Lemma encrypt_decrypt_inverse :
  forall n m : nat, encrypt (decrypt n m) m = n mod 26.
Proof.
  intros n k.
  unfold encrypt, decrypt.
  rewrite add_mod_idemp_l. rewrite <- add_mod_idemp_r.
  rewrite <- add_assoc. rewrite sub_add.
  - rewrite <- add_mod_idemp_r. rewrite mod_same.
    rewrite add_0_r. reflexivity.
  - apply lt_le_incl. apply mod_bound_pos. 
    apply le_0_l. lia.
Qed.

Lemma decrypt_encrypt_inverse :
  forall n m : nat, decrypt (encrypt n m) m = n mod 26.
Proof.
  intros n k.
  unfold encrypt, decrypt.
  rewrite add_mod_idemp_l. rewrite add_shuffle0. 
  rewrite <- add_mod_idemp_r. rewrite <- add_assoc.
  rewrite sub_add.
  - rewrite <- add_mod_idemp_r. rewrite mod_same.

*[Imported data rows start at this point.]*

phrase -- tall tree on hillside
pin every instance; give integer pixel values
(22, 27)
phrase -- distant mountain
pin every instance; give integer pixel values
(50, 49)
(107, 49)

    rewrite add_0_r. reflexivity.  
  - apply lt_le_incl. apply mod_bound_pos. apply le_0_l. lia.
Qed.

Even though this doesn’t fully represent a ceaser cipher, it still accurately preserves the semantics. From here, I’d probably go for defining an encrypt_list function that iterates through a list and encrypts it. Thanks.